Pentcheva opens Hagia Sophia by introducing the theurgic character of the Great Church, understood by contemporary witnesses as efficaciously communicating divine wisdom to the faithful, through participation (methexis) in the rites transpiring within its walls. In turn, chapter 2 wisely proceeds to examine the actual liturgical rite for the consecration of a temple (known as the kathierōsis), in order to discern the dynamics of spiritual transformation it both envisages and purports to effect. An intriguing investigation of the ambient literary culture—both pagan and Christian—as reflected in the composition of Byzantine hymnody (“Empathy and the Making of Art in Byzantium”) rounds out this book. Preceding this, the penultimate chapter examines literal “mirroring,” namely, the visual reflections produced within the sacral chōros/chōra (“space”), and upon the gilded items used in its service, as well as considering potential musical analogues to these specular processes.
It is with respect to the chapter just mentioned (“The Horizontal Mirror and the Poetics of the Imaginary”), that I must register my sole criticism. On page 153 and following, the author makes an unfortunate error in confusing the Trisagion—occurring in the Byzantine Liturgy before the reading of the Epistle—with the Epinikion Hymn (otherwise known as the Sanctus), sung during the Anaphora (i.e., the Eucharistic Prayer). The text of both hymns includes a threefold ascription of “holy” to God, but otherwise, are completely distinct. In the section entitled “The Sonic Mirroring in the Cheroubikon,” Pentcheva initially refers to what, in context, can be none-other-than the Epinikion Hymn, but calls it the Trisagion; she then draws ostensible musical parallels between the latter and the Cherubic Hymn, by laying out a series of transcriptions drawn from relevant exemplars. The confusion is compounded on page 155, where she misidentifies the Prayer of the Entrance; rather than being uttered during the Great Entrance—that is, when the gifts of bread and wine are brought to the altar prior to the Anaphora—it is prescribed for the moment of the so-called Little Entrance, preceding the Trisagion.

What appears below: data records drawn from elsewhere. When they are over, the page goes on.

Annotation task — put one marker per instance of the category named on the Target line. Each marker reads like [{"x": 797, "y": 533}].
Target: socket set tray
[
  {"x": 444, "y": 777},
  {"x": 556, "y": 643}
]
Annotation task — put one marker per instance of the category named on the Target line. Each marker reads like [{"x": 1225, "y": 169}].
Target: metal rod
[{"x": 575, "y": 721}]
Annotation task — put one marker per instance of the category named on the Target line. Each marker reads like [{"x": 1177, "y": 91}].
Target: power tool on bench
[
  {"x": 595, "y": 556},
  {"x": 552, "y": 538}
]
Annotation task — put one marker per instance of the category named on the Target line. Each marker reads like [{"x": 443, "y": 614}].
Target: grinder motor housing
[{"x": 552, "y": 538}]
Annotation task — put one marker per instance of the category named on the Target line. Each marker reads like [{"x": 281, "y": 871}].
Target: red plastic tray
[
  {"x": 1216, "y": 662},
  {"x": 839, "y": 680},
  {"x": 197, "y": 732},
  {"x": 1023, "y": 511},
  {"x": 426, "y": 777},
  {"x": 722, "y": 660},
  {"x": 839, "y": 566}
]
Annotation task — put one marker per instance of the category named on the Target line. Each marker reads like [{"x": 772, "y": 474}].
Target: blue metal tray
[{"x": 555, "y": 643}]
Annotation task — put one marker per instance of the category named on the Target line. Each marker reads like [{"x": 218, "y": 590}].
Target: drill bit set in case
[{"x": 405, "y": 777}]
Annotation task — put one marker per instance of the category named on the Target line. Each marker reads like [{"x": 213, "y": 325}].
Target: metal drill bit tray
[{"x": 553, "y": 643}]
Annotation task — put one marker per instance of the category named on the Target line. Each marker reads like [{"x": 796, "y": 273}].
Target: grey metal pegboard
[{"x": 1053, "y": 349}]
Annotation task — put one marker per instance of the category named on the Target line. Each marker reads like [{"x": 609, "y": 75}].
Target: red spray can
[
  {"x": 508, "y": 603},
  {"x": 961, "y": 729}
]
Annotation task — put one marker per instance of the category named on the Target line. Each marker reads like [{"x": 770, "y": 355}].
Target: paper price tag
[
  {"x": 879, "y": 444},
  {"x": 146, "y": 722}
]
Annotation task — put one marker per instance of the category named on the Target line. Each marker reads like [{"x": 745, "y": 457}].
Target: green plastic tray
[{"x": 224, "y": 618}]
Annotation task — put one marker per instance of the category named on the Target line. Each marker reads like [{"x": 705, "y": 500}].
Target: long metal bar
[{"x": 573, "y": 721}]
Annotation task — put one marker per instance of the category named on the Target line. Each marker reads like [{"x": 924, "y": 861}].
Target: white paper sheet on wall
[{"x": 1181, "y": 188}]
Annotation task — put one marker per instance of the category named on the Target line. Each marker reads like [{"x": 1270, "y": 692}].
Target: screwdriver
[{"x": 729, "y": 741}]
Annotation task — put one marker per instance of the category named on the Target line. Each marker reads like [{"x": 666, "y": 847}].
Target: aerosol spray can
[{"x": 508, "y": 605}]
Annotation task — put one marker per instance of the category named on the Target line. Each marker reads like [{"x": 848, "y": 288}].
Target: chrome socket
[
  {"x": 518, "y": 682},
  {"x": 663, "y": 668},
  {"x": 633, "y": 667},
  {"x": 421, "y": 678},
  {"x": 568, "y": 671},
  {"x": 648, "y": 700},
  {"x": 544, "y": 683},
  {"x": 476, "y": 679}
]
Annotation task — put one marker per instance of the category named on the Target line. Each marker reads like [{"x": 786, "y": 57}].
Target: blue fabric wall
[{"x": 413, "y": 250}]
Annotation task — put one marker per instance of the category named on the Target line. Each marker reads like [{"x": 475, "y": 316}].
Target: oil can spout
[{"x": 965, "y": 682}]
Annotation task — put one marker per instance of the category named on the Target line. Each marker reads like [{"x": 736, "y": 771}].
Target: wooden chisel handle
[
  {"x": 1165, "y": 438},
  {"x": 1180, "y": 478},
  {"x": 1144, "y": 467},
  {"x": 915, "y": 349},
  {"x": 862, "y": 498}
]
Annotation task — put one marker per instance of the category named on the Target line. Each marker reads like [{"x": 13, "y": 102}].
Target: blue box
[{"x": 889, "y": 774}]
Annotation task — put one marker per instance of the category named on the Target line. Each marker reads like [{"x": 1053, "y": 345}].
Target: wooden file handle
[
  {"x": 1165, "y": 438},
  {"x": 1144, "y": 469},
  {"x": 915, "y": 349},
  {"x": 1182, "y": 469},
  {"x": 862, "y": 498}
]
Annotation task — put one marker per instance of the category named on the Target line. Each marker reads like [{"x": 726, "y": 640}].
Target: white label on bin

Such is the vast multi- and inter-disciplinary itinerary of this remarkable volume, however, that minor slips are perhaps to be expected. We remain in the author’s debt—as will, I expect, even generations to come—for redefining what it means to understand any liturgical context in light of the actual performances that make it such. To quote from the title of Margaret Visser’s study of (Old) Rome’s famous Sant' Agnese fuori le Mura: with Hagia Sophia, we have not only been duly introduced to the pride of New Rome, but mystically initiated into its “geometry of love.”
Brian A. Butcher is a Researcher at the Metropolitan Andrey Sheptytsky Institute of Eastern Christian Studies, at the University of St. Michael’s College in the University of Toronto, and Sessional Instructor in the Toronto School of Theology.